By analyzing the data collected in the Ames, Iowa real estate market, we created a model that can help future sellers price their homes in the market to sell quickly while still generating a profit. The most important factors when determining the price, as determined by our analysis, are the year built, excellent kitchen and basement quality, the square footage of both the basement and first floor, the square footage of both above-grade living area and garage area, and the overall quality (as determined by material and finish) of the home. Because our model is based on these variables, we believe it to be a useful tool for real estate agents to utilize in the Ames, Iowa market.

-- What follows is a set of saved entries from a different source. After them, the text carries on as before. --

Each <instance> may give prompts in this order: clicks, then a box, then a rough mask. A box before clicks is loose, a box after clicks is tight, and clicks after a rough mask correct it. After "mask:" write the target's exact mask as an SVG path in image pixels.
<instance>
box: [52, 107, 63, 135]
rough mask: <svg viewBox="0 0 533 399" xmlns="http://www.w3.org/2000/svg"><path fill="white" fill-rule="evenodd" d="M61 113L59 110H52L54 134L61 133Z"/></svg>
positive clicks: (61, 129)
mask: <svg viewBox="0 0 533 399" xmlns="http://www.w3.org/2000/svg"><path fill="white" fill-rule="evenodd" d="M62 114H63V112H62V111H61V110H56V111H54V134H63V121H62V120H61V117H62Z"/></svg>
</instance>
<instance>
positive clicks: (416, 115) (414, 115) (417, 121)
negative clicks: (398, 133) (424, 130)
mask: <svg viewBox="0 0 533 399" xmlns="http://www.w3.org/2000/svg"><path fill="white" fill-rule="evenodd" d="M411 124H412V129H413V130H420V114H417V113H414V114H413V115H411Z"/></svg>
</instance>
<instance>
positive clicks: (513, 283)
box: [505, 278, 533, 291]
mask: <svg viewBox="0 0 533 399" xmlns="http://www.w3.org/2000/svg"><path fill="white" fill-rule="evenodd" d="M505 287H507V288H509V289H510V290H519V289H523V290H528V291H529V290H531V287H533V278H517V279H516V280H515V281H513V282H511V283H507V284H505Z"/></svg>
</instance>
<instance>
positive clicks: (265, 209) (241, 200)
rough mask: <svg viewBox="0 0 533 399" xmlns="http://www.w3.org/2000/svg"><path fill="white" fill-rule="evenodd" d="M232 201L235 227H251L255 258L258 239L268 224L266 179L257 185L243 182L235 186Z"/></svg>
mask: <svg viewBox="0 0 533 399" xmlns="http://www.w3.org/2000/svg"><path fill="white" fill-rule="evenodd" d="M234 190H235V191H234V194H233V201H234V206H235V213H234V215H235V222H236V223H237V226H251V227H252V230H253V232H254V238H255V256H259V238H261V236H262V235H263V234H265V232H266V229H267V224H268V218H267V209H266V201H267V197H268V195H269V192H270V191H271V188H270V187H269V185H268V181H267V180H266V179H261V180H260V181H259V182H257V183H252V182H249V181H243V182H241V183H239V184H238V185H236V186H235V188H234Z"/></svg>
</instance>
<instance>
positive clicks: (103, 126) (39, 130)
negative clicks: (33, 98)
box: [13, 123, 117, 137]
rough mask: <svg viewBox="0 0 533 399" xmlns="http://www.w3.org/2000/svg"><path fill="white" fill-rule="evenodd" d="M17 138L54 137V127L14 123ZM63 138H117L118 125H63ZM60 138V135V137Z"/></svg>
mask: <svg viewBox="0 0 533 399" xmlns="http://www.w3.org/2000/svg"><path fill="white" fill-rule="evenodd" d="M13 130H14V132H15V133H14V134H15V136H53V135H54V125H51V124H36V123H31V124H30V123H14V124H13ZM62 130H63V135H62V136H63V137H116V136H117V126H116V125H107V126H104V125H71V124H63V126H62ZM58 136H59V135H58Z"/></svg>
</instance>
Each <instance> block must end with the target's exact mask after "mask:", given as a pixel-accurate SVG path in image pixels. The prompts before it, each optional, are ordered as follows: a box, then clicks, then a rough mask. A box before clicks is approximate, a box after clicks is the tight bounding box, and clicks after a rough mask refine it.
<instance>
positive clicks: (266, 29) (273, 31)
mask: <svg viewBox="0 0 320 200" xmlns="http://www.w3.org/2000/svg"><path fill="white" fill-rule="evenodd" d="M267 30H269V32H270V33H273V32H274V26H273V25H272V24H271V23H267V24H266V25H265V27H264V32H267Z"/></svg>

However, since we used the 2011 dataset to build the model and the real estate market is constantly changing, our best model might not fit the current market. Going forward, we would recommend frequently recording housing specs and sales prices in the Ames area and maintaining a database with the relevant information to continually improve on the model’s ability to predict sales price, even in the face of an ever-changing market landscape. Aside from considering the time-efficiency of using our model, we have to consider a better way to deal with missing values. Besides, regression modeling has its limitations. As such, we would recommend exploring more comprehensive machine learning models and different evaluation methods in the future.